Sometimes I am outside and an airplane cruises by overhead. Some proportion of these times I look up at the airplane with a true sense of wonder. That's a giant thing of metal racing across the sky at ridiculous speed full of people. It's a gleaming machine in the sky. It is amazing.
Sometimes I am in the damn thing waiting for it to get back on the ground.
The sense of wonder, of a sudden appreciation for the amazing qualities of something, is an emotion that almost everyone agrees is good, positive, worthy of cultivation. The cliched ideal for wonder is that of a child. It is absolutely true that young children experience wonder more than any other group, but I think that is largely down to there being such a vast amount of things to encounter for the first time. Show a two year old a sheep and the two year old will be amazed. Show an adult a sheep (with the exception of my darling wife) and that adult will not be filled with a sense of wonder.

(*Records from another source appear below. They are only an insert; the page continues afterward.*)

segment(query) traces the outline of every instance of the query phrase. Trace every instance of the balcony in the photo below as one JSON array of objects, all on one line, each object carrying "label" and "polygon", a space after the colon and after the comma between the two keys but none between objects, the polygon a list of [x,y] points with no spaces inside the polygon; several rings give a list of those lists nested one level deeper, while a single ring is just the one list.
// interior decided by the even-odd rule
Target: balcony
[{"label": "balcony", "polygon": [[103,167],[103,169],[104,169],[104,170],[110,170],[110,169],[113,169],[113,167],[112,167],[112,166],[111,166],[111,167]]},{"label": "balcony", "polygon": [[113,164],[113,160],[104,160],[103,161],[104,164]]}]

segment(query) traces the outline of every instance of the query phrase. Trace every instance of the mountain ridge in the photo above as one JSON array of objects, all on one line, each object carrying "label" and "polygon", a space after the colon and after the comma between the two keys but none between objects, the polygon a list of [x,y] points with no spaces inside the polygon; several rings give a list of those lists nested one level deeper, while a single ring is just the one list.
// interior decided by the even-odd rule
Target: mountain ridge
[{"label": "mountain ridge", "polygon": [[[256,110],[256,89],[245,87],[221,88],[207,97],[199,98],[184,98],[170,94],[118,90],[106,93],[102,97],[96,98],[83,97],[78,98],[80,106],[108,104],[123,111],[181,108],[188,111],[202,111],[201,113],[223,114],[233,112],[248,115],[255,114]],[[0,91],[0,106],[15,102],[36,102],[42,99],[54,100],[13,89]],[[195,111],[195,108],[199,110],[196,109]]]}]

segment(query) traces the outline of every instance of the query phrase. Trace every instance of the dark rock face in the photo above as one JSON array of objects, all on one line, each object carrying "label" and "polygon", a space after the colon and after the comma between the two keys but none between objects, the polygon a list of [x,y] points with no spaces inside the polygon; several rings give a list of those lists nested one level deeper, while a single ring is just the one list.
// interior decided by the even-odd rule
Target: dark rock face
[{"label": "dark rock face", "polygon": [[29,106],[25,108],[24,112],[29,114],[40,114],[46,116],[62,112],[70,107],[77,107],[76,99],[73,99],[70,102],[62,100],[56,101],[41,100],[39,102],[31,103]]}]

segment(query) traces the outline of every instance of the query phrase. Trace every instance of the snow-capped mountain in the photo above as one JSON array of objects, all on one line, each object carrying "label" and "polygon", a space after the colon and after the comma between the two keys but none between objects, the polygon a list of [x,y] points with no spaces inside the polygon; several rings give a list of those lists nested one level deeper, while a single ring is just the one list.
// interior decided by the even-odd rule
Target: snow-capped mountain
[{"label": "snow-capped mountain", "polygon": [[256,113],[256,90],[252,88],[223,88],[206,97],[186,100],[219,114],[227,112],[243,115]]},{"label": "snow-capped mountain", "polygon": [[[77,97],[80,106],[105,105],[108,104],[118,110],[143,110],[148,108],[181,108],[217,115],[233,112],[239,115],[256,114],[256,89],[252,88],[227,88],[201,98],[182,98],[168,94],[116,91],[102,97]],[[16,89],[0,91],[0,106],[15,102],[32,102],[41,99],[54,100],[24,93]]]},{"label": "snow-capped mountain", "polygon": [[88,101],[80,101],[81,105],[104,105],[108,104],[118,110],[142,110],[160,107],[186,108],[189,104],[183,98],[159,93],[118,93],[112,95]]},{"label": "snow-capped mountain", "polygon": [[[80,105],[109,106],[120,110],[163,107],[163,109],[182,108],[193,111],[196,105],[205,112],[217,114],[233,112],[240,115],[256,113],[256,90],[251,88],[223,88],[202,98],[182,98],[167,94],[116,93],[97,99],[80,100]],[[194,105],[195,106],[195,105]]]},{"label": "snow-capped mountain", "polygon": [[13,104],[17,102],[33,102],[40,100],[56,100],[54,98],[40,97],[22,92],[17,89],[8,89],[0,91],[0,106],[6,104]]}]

For me the key is how do you maintain a sense of wonder with regard to the things you have already experienced many times? I don't think I have any great answers here, I think this one is tricky. My best guess would be to take the time to notice what is going on around you and think of what it really consists. That person across the table from you grew from a single cell, too small for you to see, into a vastly complex thing, made from something like 50,000,000,000,000 cells, that can imagine what you might be thinking. When driving to work you are in a machine constructed from materials from around the world, in ways you don't understand, that can move faster than a galloping horse while you sit in an armchair. The snot you just picked from your nose is constructed of atoms forged in the nuclear fires of a sun billions of years ago.